Why our damage was limited

LOS ANGELES TIMES

The Nisqually Earthquake demonstrated again to scientists just how the quake menace in the Northwest often differs from that in California.

Six times since 1939, quakes ranging from magnitude 5.8 to 7.1 have shaken western Washington within 40 miles of last month's epicenter near Olympia. Yet none of them has caused near the damage or deaths of several quakes during the same period in California.

Although Washington has retrofitted its buildings, that was not the primary reason for the comparatively minimal damage from the Feb. 28 quake, seismology experts said. The main factor, they said, was the depth of the temblor.

All six Washington quakes have occurred on a subducting slab of the Juan de Fuca tectonic plate, according to reports in recent weeks by scientists at the University of Washington, the U.S. Geological Survey and the Earthquake Engineering Research Institute.

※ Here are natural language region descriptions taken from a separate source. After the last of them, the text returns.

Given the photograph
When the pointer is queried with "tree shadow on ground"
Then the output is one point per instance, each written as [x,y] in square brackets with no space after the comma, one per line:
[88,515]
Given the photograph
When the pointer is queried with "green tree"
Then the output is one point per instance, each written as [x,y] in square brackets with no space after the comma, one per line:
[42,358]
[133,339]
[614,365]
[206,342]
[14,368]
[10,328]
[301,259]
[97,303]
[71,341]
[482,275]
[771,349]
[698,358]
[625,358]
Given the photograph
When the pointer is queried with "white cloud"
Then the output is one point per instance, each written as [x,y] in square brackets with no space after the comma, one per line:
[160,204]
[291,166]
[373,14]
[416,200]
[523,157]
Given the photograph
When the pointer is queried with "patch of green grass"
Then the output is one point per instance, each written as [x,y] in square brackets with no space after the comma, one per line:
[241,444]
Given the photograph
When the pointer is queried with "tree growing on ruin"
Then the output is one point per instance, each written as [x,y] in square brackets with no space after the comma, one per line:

A subducting slab results from an oceanic plate, over millions of years, "diving" -- at about the speed your fingernails grow -- under a continental plate. In Washington state, the 60-mile-thick Juan de Fuca plate is diving under the North American continental plate, which runs 30 to 90 miles under the surface.

Periodically, this process generates earthquakes along its upper edge and eventually, 100 miles inland, volcanic eruptions in the Cascade range.

The quakes generally occur in the top three miles of crust of the subducting slab, according to Seth Stein, a subduction expert and geophysicist at Northwestern University.

But because the subduction zone is so deep, much of the energy they generate is dissipated underground before it can do major damage at the Earth's surface.